ROSEBURG, Ore. — After 43 years as a small business owner,
Scott Lander has learned a key to continued success is the ability to change with the times.
Lander and his wife, Devennie, have owned and operated Young’s Garden Center in Roseburg since Jan. 1, 1977. The business was about 20 years old and had three previous owners before the couple purchased it.
The Landers and their business that features a 17,000-square-foot nursery area and an adjoining store have endured through construction and timber slowdowns and subsequent unemployment of workers in those industries. Lander learned to order plants and other products accordingly during those periods. Weather, especially in March and April, can also affect the nursery business.
While plants and shrubs have always been their core products, the Landers have added and subtracted other garden and yard products over the years. They also had fish, birds and appropriate supplies many years ago when their business name was Young’s Garden & Pets.

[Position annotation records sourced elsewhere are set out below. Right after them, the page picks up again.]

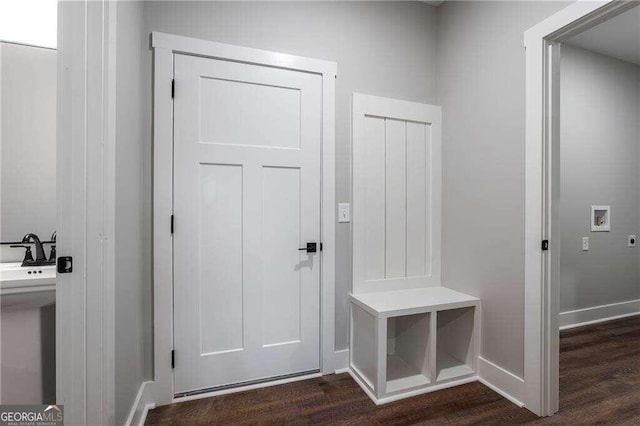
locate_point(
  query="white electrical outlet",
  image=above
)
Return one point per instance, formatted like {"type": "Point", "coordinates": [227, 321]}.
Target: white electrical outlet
{"type": "Point", "coordinates": [585, 243]}
{"type": "Point", "coordinates": [343, 213]}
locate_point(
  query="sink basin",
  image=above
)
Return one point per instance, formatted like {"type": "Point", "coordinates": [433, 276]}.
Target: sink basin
{"type": "Point", "coordinates": [27, 287]}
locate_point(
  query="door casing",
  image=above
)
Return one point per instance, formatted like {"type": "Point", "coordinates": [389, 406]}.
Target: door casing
{"type": "Point", "coordinates": [542, 190]}
{"type": "Point", "coordinates": [165, 46]}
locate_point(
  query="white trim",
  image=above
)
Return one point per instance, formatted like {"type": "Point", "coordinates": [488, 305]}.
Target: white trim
{"type": "Point", "coordinates": [86, 210]}
{"type": "Point", "coordinates": [341, 361]}
{"type": "Point", "coordinates": [541, 341]}
{"type": "Point", "coordinates": [141, 405]}
{"type": "Point", "coordinates": [164, 47]}
{"type": "Point", "coordinates": [404, 395]}
{"type": "Point", "coordinates": [247, 388]}
{"type": "Point", "coordinates": [597, 314]}
{"type": "Point", "coordinates": [501, 381]}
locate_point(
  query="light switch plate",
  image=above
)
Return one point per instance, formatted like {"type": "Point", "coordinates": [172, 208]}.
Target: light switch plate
{"type": "Point", "coordinates": [344, 215]}
{"type": "Point", "coordinates": [585, 243]}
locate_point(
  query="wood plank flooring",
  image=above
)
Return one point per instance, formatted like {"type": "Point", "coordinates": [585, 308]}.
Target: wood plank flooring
{"type": "Point", "coordinates": [599, 383]}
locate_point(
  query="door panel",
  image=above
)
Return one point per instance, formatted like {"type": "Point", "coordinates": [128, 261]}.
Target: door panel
{"type": "Point", "coordinates": [246, 197]}
{"type": "Point", "coordinates": [235, 103]}
{"type": "Point", "coordinates": [221, 277]}
{"type": "Point", "coordinates": [281, 277]}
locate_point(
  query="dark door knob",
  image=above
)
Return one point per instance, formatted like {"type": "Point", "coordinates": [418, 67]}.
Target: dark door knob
{"type": "Point", "coordinates": [310, 248]}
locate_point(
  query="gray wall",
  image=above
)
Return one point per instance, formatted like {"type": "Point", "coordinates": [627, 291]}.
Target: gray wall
{"type": "Point", "coordinates": [28, 143]}
{"type": "Point", "coordinates": [600, 164]}
{"type": "Point", "coordinates": [132, 364]}
{"type": "Point", "coordinates": [382, 48]}
{"type": "Point", "coordinates": [481, 87]}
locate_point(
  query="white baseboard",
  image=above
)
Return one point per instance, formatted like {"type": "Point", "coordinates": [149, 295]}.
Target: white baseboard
{"type": "Point", "coordinates": [596, 314]}
{"type": "Point", "coordinates": [501, 381]}
{"type": "Point", "coordinates": [141, 406]}
{"type": "Point", "coordinates": [341, 361]}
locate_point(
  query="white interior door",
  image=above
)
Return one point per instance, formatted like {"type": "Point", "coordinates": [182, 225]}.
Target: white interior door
{"type": "Point", "coordinates": [247, 147]}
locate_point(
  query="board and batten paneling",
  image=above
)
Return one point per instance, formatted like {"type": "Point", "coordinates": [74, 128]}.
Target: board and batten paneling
{"type": "Point", "coordinates": [397, 180]}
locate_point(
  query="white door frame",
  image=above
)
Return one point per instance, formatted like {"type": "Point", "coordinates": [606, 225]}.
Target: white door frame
{"type": "Point", "coordinates": [86, 210]}
{"type": "Point", "coordinates": [542, 43]}
{"type": "Point", "coordinates": [165, 46]}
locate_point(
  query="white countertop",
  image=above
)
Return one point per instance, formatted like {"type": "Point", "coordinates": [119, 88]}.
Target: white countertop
{"type": "Point", "coordinates": [412, 301]}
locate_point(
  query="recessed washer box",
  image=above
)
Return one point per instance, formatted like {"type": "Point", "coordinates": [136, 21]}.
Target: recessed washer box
{"type": "Point", "coordinates": [600, 218]}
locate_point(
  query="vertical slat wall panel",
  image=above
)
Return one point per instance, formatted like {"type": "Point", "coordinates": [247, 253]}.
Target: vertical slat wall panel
{"type": "Point", "coordinates": [395, 195]}
{"type": "Point", "coordinates": [417, 187]}
{"type": "Point", "coordinates": [374, 172]}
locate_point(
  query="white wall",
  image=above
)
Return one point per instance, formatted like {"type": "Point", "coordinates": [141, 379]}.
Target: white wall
{"type": "Point", "coordinates": [132, 364]}
{"type": "Point", "coordinates": [28, 144]}
{"type": "Point", "coordinates": [27, 352]}
{"type": "Point", "coordinates": [481, 87]}
{"type": "Point", "coordinates": [382, 48]}
{"type": "Point", "coordinates": [600, 164]}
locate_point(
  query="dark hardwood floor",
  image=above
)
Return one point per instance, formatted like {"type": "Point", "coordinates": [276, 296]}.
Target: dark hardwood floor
{"type": "Point", "coordinates": [599, 383]}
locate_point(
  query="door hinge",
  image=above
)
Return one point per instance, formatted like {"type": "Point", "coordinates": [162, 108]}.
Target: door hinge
{"type": "Point", "coordinates": [65, 264]}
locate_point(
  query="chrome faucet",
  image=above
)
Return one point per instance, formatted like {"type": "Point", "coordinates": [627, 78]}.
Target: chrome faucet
{"type": "Point", "coordinates": [33, 239]}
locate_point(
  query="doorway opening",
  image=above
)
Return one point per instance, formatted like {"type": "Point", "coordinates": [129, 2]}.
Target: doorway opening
{"type": "Point", "coordinates": [28, 202]}
{"type": "Point", "coordinates": [566, 83]}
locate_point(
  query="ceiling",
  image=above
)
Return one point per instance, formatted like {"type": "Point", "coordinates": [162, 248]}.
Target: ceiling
{"type": "Point", "coordinates": [619, 37]}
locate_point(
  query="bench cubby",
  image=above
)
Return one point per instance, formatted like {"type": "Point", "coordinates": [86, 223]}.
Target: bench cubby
{"type": "Point", "coordinates": [408, 342]}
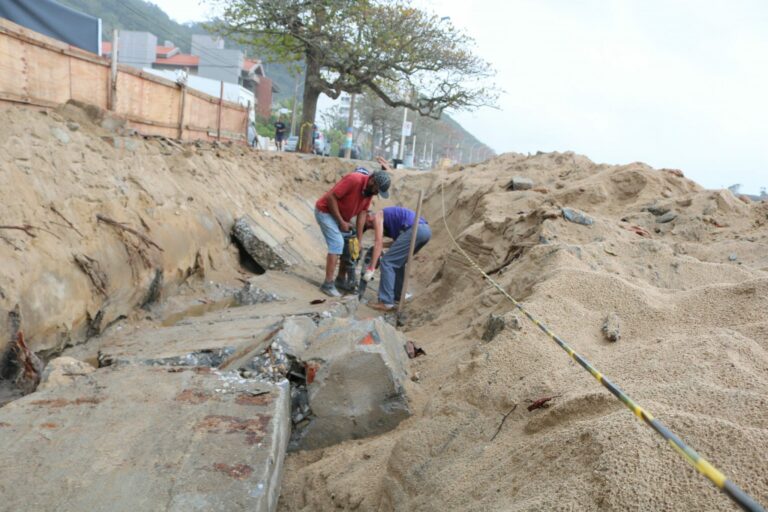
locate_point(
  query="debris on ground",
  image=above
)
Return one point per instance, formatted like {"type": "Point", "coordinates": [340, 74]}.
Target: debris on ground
{"type": "Point", "coordinates": [612, 327]}
{"type": "Point", "coordinates": [577, 217]}
{"type": "Point", "coordinates": [519, 183]}
{"type": "Point", "coordinates": [413, 351]}
{"type": "Point", "coordinates": [541, 403]}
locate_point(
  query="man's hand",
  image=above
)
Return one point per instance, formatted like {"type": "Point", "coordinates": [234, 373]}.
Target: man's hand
{"type": "Point", "coordinates": [383, 163]}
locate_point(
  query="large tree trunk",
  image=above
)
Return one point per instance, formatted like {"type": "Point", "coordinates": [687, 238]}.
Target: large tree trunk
{"type": "Point", "coordinates": [311, 95]}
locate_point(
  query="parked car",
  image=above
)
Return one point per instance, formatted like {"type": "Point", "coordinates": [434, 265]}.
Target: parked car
{"type": "Point", "coordinates": [291, 143]}
{"type": "Point", "coordinates": [322, 146]}
{"type": "Point", "coordinates": [354, 154]}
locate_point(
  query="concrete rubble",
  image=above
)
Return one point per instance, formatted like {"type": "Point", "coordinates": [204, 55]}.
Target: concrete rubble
{"type": "Point", "coordinates": [268, 252]}
{"type": "Point", "coordinates": [146, 438]}
{"type": "Point", "coordinates": [355, 374]}
{"type": "Point", "coordinates": [199, 415]}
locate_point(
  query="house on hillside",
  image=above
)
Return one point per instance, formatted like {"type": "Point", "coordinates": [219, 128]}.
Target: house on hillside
{"type": "Point", "coordinates": [208, 59]}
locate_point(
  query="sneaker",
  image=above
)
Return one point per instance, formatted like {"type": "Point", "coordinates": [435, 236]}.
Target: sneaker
{"type": "Point", "coordinates": [345, 286]}
{"type": "Point", "coordinates": [330, 290]}
{"type": "Point", "coordinates": [408, 297]}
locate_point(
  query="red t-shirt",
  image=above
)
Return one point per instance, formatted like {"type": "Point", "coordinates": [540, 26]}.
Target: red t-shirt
{"type": "Point", "coordinates": [349, 194]}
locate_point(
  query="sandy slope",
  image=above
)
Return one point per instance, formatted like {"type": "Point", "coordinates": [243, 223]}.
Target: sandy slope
{"type": "Point", "coordinates": [59, 170]}
{"type": "Point", "coordinates": [694, 350]}
{"type": "Point", "coordinates": [692, 298]}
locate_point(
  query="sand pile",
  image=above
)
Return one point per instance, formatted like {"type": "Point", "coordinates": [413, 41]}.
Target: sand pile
{"type": "Point", "coordinates": [689, 290]}
{"type": "Point", "coordinates": [72, 274]}
{"type": "Point", "coordinates": [681, 270]}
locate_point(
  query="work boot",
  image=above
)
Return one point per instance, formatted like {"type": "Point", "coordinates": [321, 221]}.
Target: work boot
{"type": "Point", "coordinates": [345, 285]}
{"type": "Point", "coordinates": [329, 289]}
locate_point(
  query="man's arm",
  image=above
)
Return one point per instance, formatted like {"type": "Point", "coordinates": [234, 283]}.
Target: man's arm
{"type": "Point", "coordinates": [333, 207]}
{"type": "Point", "coordinates": [360, 225]}
{"type": "Point", "coordinates": [383, 163]}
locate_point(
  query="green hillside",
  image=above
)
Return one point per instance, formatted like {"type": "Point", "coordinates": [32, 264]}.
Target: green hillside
{"type": "Point", "coordinates": [145, 16]}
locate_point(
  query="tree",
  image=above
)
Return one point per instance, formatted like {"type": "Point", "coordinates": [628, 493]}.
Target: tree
{"type": "Point", "coordinates": [407, 57]}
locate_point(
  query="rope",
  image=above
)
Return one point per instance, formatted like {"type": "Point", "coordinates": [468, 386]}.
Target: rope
{"type": "Point", "coordinates": [744, 500]}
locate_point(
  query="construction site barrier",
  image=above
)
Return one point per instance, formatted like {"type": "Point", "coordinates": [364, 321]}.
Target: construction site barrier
{"type": "Point", "coordinates": [40, 71]}
{"type": "Point", "coordinates": [733, 491]}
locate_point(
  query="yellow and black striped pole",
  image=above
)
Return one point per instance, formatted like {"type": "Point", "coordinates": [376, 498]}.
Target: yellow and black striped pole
{"type": "Point", "coordinates": [741, 498]}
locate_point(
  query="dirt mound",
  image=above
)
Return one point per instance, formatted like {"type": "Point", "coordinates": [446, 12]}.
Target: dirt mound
{"type": "Point", "coordinates": [103, 221]}
{"type": "Point", "coordinates": [100, 222]}
{"type": "Point", "coordinates": [684, 269]}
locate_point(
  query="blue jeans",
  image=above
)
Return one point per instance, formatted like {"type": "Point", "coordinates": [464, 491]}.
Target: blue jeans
{"type": "Point", "coordinates": [393, 263]}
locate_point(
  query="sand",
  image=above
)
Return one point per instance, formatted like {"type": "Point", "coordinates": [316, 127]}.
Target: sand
{"type": "Point", "coordinates": [691, 297]}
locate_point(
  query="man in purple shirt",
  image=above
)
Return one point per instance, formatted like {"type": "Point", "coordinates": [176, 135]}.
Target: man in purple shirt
{"type": "Point", "coordinates": [397, 223]}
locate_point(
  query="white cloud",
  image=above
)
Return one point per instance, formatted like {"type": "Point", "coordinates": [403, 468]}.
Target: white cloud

The addition of son Daniel in 2013 and son Toby in 2015 to the management and working staff also brought new ideas to the business.
“When you have a business for a long time, the tendency is to say we’ve already tried that,” Scott Lander said. “It didn’t work last time, so we’re not going to try that again.
“But in 40 years demographics have changed, the assortment of products have changed, plants have changed,” he explained. “Sometimes what didn’t sell last time, sells now. Sometimes you say, ‘OK, we’ll try that again.’”
Toby Lander agreed that the nursery industry is always changing.
“When ordering in the fall, there’s always something new and different,” he said.
Daniel Lander added that Young’s core business has “always been green plants,” but at the same time the center tries to appeal to a “huge range of customers.”
Scott Lander said raising a significant amount of bedding plants has been another key to his company’s success.
“In order to ensure the product quality you want, grow your own,” he said.
Lander also travels north one to three times a week from January to July to purchase from other nursery growers.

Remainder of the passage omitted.